Calgary home sales fell 12.6 per cent year-over-year in July, and according to Calgary Real Estate Board (CREB) Chief Economist Ann-Marie Lurie, rising unemployment and lower net migration in the city are largely to blame.
“Continued pullback of sales activity is a sign of economic conditions,” she said in a press release, adding, “[t]he number of unemployed workers keeps rising and when you combine job losses with declining net migration, the result is going to be weaker housing demand.” Calgary has now experienced year-over-year home sales declines for 20 months in a row.
One bright spot in the market is that new listings declined along with home sales in July. CREB notes that just 2,684 homes were listed last month, down from 3,101 in June and from 2,988 in July 2015.
The fall helped prevent inventory gains, which in turn helped reduce pressure on Calgary’s benchmark home price. It came in at $440,000 in July, and while that’s a decline of 4.2 per cent year-over-year, it’s only slightly lower than the June level. Interestingly, benchmark home prices have fallen much more significantly in some districts of Calgary than they have in others — year-to-date the City Centre region has experienced a drop of 5.1 per cent, while the North East area has seen a fall of just 0.8 per cent.
Different home types have also seen sizeable differences in benchmark price declines.
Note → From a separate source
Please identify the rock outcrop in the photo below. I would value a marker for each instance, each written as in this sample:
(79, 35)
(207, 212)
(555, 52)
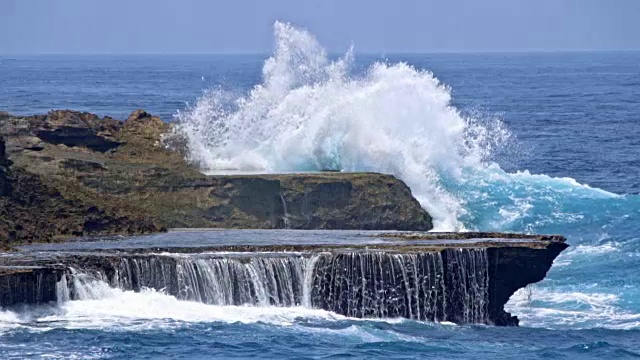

For instance, while the benchmark price for a detached Calgary home was $502,300 in July, down 3.4 per cent year-over-year, the city’s apartment benchmark was down 6.6 per cent from last July at $277,000. Semi-attached and row homes saw year-over-year benchmark price falls of 3.1 and 5.5 per cent, respectively.
CREB attributes the larger benchmark price decline for apartments to the fact that apartment inventory has been high in 2016. So far this year, the apartment sector has averaged 6.3 months of supply, much higher than 3 and 4.2 months for detached and attached homes.
Overall, CREB President Cliff Stevenson sees July’s home sales and price activity as unsurprising. “To buyers and sellers that have been paying attention to the housing market in Calgary and surrounding areas, it should come as no surprise that we continue to see a slowdown in sales activity,” he said.